The soft-spoken Minsk native is among many ordinary Belarusians who -- unlike their Kremlin-aligned leader -- chose to put their lives on the line to defend Ukraine.
"Before war I thought I was at peace with the fact that death is death and everyone dies eventually. But it was all too much," he told AFP in Grojec, Poland, where he is now living in exile.
When AFP first spoke to Gunko in early March, the day he left to go to war, he said he had volunteered in order to "fight for Ukraine but also to fight for Belarus.
"Because our freedom also depends on the situation there."
Gunko, whose knuckles are tattooed with the words "Born Free", left his homeland in 2020 after Belarusian President Alexander Lukashenko launched a ferocious crackdown on opponents.
The veteran leader, who has been in power for decades, has since drawn international condemnation for actively supporting and enabling Russia's invasion of Ukraine.
Even though he is opposed to the regime in Minsk, Gunko said he still feels responsible as a Belarusian citizen for what is happening.
- Guilt -
"I bear guilt for the fact that rockets are being fired on Kyiv from Belarus.
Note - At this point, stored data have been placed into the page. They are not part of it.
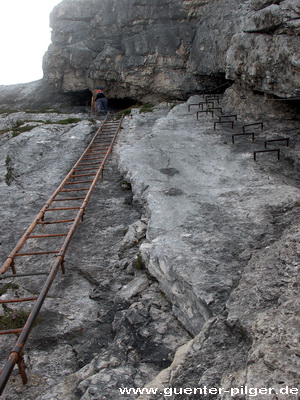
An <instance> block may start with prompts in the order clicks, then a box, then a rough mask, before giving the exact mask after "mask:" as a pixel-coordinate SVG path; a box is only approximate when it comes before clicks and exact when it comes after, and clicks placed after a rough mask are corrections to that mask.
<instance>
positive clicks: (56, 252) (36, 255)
mask: <svg viewBox="0 0 300 400" xmlns="http://www.w3.org/2000/svg"><path fill="white" fill-rule="evenodd" d="M58 253H59V251H58V250H57V251H34V252H32V253H16V254H15V257H21V256H39V255H42V254H58Z"/></svg>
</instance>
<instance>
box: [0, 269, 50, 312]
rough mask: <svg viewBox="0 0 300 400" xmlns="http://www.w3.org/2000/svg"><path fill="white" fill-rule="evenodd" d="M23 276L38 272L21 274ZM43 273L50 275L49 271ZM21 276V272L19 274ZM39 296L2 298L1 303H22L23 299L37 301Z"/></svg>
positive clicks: (19, 275) (25, 300)
mask: <svg viewBox="0 0 300 400" xmlns="http://www.w3.org/2000/svg"><path fill="white" fill-rule="evenodd" d="M21 275H22V276H31V275H36V274H21ZM43 275H48V273H43ZM19 276H20V274H19ZM13 277H14V276H13ZM37 299H38V297H24V298H21V299H9V300H0V304H6V303H22V302H23V301H36V300H37Z"/></svg>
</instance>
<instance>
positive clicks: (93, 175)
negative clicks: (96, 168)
mask: <svg viewBox="0 0 300 400" xmlns="http://www.w3.org/2000/svg"><path fill="white" fill-rule="evenodd" d="M82 176H95V174H94V173H92V174H78V175H76V174H73V175H72V176H71V177H72V178H81V177H82Z"/></svg>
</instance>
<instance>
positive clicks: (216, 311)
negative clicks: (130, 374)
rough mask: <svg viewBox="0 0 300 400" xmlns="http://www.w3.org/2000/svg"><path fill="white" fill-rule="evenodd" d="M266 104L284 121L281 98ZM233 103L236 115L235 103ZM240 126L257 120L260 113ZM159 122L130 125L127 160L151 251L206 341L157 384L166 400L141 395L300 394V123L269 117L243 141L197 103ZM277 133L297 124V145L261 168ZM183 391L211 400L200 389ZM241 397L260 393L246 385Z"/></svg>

I feel guilty about that," he said.
"I could have done more," he added of his four-month stint in Ukraine, which ended in July.
Gunko went to war through the Belarusian House Foundation in Warsaw, which helps Belarusian volunteers to go to Ukraine to fight.
"Belarusians cannot help Ukraine with weapons... but they cannot stand aside, so they are going to fight for (our) brotherly country's independence," the group said on Facebook.
After arriving in Ukraine, Gunko received two weeks of military training. He then fought alongside other international volunteers in Kyiv as well as in the trenches around Kherson.
He said he saw many dead civilians in Bucha, the Kyiv suburb where hundreds of bodies were discovered after the Russian army was driven out in March.
"We were driving in and I saw children at a bus stop... A child waves, smiles and I see that right alongside there's a person lying there with no head," Gunko said.
"That was hard," he added.
He recalled other traumatic moments, like being pinned down for hours under fire from the cannon of a Russian BMP-3 fighting vehicle, with shrapnel from one explosion still lodged in his limbs.
He also witnessed Russian troops pick off a volunteer British sniper outside Kherson, a comrade whose body he then helped carry.
Noticeably thinner and more subdued than when he left for war, Gunko recounted his experiences to AFP on a park bench in Grojec, the city just south of Warsaw where he has led a quiet life since returning in July.
"The military makes you a better person," said the teenager, who wore his combat fatigues for the interview. "I've changed, yeah. Everyone says so. I'm calm. I think a lot," he added.
"It's just like in war. I observe people, wait to see what happens. And I guess I expect it to be bad."